Dira dan teman sekelasnya pergi ke lapangan belakang untuk membuat pot kecil. Rencananya, Dira dan kelompoknya akan memberinya warna merah, tetapi nanti, nunggu jadi dan kering dulu.

"Anak-anak, ini potnya disimpan saja di kelas yang kosong. Minggu depan kita lanjutkan lagi. Untuk pot yang besar, bisa dibawa kembali ke dalam kelas, ya," perintah pak Eko.

Khai dan Ana meletakkan pot kecil yang belum kering ke dalam kelas kosong dengan hati-hati. Dira dan Tama membersihkan semen yang berserakan.

Lalu, mereka berjalan beriringan menuju kelas. Dira yang membawa pot besar. Di tengah perjalanan, Dira berpapasan dengan Adit yang sedang berjalan dengan Rizky. Ia dan Adit sempat bertatapan beberapa detik, lalu Dira segera mengalihkan pandangannya.

Jantung Dira berdegup kencang. Tidak aman. Bisa-bisa jantungnya bermasalah jika terus melihat wajah Adit.

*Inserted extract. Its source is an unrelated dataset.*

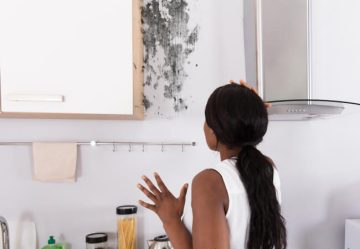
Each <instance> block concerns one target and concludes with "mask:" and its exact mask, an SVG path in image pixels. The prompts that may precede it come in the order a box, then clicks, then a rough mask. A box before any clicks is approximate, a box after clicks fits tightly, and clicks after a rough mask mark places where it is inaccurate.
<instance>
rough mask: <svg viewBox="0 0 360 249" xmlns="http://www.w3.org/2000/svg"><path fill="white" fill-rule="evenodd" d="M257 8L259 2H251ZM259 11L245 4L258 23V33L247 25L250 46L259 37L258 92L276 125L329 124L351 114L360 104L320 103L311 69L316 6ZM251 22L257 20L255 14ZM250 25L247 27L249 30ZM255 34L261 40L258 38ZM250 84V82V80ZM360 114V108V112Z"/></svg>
mask: <svg viewBox="0 0 360 249" xmlns="http://www.w3.org/2000/svg"><path fill="white" fill-rule="evenodd" d="M251 2H252V3H254V2H253V1H251ZM255 2H256V5H255V6H252V7H251V4H249V3H246V2H245V6H244V7H245V8H244V9H245V11H249V8H255V10H250V11H252V13H255V14H254V17H253V19H256V25H255V26H256V27H255V32H251V28H250V29H249V25H247V24H246V20H245V40H247V41H248V42H245V46H247V44H251V39H250V42H249V37H250V36H251V35H253V36H255V41H256V42H255V44H256V48H255V47H254V48H251V47H247V49H249V50H251V49H253V50H255V53H256V66H254V65H252V66H251V61H249V56H246V57H247V58H246V64H247V75H248V76H249V68H251V67H252V68H254V67H256V79H255V81H256V82H257V87H258V90H259V93H260V95H261V96H262V97H263V99H264V100H265V101H266V102H270V103H272V107H271V108H270V109H269V119H270V120H309V119H313V118H327V117H331V116H334V115H339V114H342V113H344V112H345V110H347V109H348V107H349V106H350V107H351V106H359V105H360V104H359V103H355V102H349V101H344V100H338V99H324V98H316V95H315V94H314V93H313V88H314V85H313V84H316V82H313V81H312V77H311V76H312V72H311V69H312V65H311V58H312V57H311V56H312V53H311V38H312V37H311V31H312V30H311V5H310V0H291V1H288V0H271V1H266V0H256V1H255ZM246 17H248V18H250V19H251V16H249V14H245V19H246ZM246 25H247V26H246ZM254 33H255V35H254ZM248 78H249V77H248ZM359 110H360V108H359Z"/></svg>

Pembelajaran pun dilanjut. Setelah mapel Seni Budaya, selanjutnya adalah mapel IPS. Dira sangat menyukai mapel IPS karena gurunya yang asik. Bu Ningsih, namanya.

Sebelum pembelajaran dimulai, bu Ningsih selalu memberikan ceramah singkat atau motivasi kehidupan kepada murid-muridnya. Hal itu yang membuat Dira bersemangat untuk memulai pembelajaran.

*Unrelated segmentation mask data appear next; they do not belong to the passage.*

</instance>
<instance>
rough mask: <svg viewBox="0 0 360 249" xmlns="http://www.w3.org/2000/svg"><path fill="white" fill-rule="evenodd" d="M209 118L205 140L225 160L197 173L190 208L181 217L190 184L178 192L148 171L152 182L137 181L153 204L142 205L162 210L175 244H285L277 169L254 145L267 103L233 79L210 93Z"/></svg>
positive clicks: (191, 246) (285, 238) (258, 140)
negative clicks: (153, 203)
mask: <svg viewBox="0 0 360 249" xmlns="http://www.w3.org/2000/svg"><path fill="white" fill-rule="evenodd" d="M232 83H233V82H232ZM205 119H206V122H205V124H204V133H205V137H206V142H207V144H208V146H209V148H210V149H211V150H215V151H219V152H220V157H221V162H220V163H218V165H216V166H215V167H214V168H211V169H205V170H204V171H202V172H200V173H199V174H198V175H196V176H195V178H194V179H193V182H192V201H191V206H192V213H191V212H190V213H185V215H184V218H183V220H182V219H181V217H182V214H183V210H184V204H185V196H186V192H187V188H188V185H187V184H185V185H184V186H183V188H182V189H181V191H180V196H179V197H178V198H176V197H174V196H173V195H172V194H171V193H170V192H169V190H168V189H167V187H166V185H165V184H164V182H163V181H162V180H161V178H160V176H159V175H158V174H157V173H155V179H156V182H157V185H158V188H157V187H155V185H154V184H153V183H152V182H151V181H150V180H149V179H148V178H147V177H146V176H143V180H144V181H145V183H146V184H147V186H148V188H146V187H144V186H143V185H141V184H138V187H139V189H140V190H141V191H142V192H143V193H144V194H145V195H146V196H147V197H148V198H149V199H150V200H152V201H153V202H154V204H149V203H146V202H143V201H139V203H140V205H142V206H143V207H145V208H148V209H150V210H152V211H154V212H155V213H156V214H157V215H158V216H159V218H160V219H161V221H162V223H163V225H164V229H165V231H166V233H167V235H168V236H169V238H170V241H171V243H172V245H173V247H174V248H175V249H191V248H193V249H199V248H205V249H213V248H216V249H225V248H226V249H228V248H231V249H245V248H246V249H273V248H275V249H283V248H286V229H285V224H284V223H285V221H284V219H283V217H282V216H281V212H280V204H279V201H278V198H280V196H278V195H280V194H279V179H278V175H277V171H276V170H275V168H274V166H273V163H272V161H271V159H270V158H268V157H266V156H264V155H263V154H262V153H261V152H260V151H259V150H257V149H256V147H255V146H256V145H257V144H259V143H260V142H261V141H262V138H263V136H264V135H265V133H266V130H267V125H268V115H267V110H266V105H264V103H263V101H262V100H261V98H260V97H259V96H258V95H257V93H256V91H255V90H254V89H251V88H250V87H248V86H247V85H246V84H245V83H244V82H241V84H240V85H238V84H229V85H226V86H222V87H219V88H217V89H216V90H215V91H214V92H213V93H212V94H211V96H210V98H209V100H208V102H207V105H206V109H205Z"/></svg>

Bu Ningsih juga bukan tipikal guru yang killer. Beliau lembut kepada murid-muridnya. Namun, juga bisa tegas ketika muridnya susah diatur.

Pernah dulu ketika ulangan IPS, Dira mendapatkan nilai seratus. Bu Ningsih memberi reward kepada Dira berupa uang sepuluh ribu. Dira tentu sangat senang. Lumayan, nambah uang jajan. Hehe.

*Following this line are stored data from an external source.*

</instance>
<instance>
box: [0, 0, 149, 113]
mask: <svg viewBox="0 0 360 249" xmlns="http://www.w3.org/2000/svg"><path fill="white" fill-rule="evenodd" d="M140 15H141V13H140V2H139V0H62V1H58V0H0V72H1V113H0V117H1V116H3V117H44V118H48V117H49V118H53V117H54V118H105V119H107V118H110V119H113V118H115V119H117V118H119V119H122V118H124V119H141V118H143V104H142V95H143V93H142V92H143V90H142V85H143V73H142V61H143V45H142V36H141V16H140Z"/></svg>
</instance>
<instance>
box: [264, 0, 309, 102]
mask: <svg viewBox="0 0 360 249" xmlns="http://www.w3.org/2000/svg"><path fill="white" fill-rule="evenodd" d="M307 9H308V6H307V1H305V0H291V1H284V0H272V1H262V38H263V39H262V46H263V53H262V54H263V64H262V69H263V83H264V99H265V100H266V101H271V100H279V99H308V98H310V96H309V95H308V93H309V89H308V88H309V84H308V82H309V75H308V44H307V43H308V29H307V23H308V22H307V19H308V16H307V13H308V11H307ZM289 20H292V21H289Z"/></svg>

"Sekian pembelajaran hari ini, sampai jumpa di pertemuan selanjutnya. Terima kasih," ujar bu Ningsih, mengakhiri pembelajaran di hari Kamis.

Dira segera pulang ke rumah. Perutnya sudah keroncongan sejak tadi, tak sabar menyantap makanan lezat buatan bundanya.

Azan ashar masih beberapa menit lagi. Dira putuskan untuk makan terlebih dahulu. Kebiasaan buruk Dira ketika makan adalah sambil scroll Instagram. Sepertinya, kebiasaan itu tidak akan bisa dihilangkan. Menurut Dira, makan sambil scroll medsos itu sepaket. Tidak akan lengkap rasanya jika makan tanpa HP.

Di tengah-tengah Dira scroll Instagram, HP-nya berbunyi. Notif WhatsApp dari orang yang Dira jauhi beberapa hari ini.

Adit
Dek

Hanya itu. Tak ada pesan lanjutannya. Dira kan jadi penasaran. Mau dibalas, tapi masih marah. Tidak dibalas, tapi penasaran. Akhirnya, Dira putuskan untuk membalas pesan dari Adit.

Dira
Iyaa

Tak berselang lama, hanya beberapa detik kemudian, Dira menerima balasan pesan dari Adit. Benar-benar fast respon.

Adit
Kamu tadi lucu banget waktu
bawa pot
Kayak lebih gede potnya drpd kamu

Duh, Dira jadi salting dibilang lucu. Ia tak bisa menahan senyumnya. Kalau begini kan Dira tidak jadi marah sama Adit.

Akhirnya, mereka terus berlanjut chattingan sampai azan ashar berkumandang. Dira yang tadinya marah pada Adit, sepertinya sudah lupa akan marahnya. Ia benar-benar mudah luluh hanya dengan sebuah kata "lucu".